Mark Francis Bedingham
As President and CEO of the Group, Mr Mark Francis Bedingham is employed by the
Group.
Save for the abovementioned Directors, all the other Directors on the Board are considered by the NC and the Board to
be Independent Directors.
The Board also recognizes that independent directors may over time develop significant insights in the Group’s business
and operations, and can continue to provide significant and valuable contribution objectively to the Board as a whole.
When there are such directors, the Board will do a rigorous review of their continuing contribution and independence
and may exercise its discretion to extend the tenures of these directors. Presently, Mr Wong Yen Siang has served on the
Board for more than nine years from the date of his first appointment in 2005. The Board has subject his independence to
a particularly rigorous review.
Taking into account the views of the NC, the Board concurs that Mr Wong Yen Siang continues to demonstrate strong
independence in character and judgement in the discharge of his responsibilities as a Director of the Company. He has
continued to express his individual viewpoints, debated issues and objectively scrutinized and challenged Management.

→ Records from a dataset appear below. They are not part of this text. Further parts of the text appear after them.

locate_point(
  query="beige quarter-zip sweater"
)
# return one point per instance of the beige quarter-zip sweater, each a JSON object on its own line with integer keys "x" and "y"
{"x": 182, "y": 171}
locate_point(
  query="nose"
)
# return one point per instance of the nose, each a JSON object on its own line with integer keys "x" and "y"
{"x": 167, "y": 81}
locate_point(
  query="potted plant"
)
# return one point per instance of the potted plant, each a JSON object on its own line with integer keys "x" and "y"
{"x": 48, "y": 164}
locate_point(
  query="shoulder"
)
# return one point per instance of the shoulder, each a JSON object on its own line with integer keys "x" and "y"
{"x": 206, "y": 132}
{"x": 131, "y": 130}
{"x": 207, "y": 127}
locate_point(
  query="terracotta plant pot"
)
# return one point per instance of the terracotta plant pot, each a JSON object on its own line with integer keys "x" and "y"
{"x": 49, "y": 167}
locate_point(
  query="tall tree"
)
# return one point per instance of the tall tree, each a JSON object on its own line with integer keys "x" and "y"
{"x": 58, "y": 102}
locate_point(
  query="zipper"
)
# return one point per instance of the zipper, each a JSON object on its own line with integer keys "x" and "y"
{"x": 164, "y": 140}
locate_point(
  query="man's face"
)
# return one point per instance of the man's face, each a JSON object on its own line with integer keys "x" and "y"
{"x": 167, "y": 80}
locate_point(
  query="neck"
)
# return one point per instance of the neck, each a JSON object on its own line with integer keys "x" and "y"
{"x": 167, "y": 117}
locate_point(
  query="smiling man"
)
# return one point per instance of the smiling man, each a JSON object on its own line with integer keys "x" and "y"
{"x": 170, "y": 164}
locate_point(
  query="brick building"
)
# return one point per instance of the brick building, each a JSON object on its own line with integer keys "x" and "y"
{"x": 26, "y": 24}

He has sought clarification as he required, including through direct access to the Group’s employees.
Further, there has been a significant change in the Board with the appointment of Mr Ho Kwok Wai as the Chairman in
2013 and Mr Mark Francis Bedingham as President and CEO in 2015. In addition, there has been significant change to the
ownership of the Company and change in the businesses of the Group. After taking into account these factors, the Board
has determined Mr Wong Yen Siang continues to be considered an Independent Director, notwithstanding he has served
on the Board for more than nine years from the date of his first appointment. In addition, the Board has re-designated
Mr Fong Sing Chak Jack to an Independent Director.
The Independent Directors make up more than half of the Board, which meets the requirements set out in the Code.
This provides a strong and independent element on the Board. This is fundamental to good corporate governance as it
facilitates the exercise of independent and objective judgement on corporate affairs. It also ensures that key issues and
strategies are critically reviewed, constructively challenged, fully discussed and thoroughly examined.
Role of the Non-Executive Director
The Board and Management fully appreciate that an effective and robust Board whose members engage in open and
constructive debate, and challenge Management on its assumptions and proposals is fundamental to good corporate
governance. The Board should also aid in the development of strategic proposals and oversee effective implementation
by Management to achieve set objectives.
For this to happen, the Board in particular the non-executive directors (“NEDs”), must be kept well informed of the
Group’s businesses and be knowledgeable about the industry the Group operates in.
To ensure that NEDs are well supported by accurate, complete and timely information, NEDs have unrestricted access to
Management.
Principle 3: Chairman and Chief Executive Officer
The Chairman and CEO functions in the Company are assumed by different individuals. The Chairman, Mr Ho Kwok Wai, is
a Non-Executive Director, while the CEO, Mr Mark Francis Bedingham is an Executive Director.
There is a clear division of responsibilities between the Chairman and CEO, which ensures a balance of power and
authority at the top of the Company.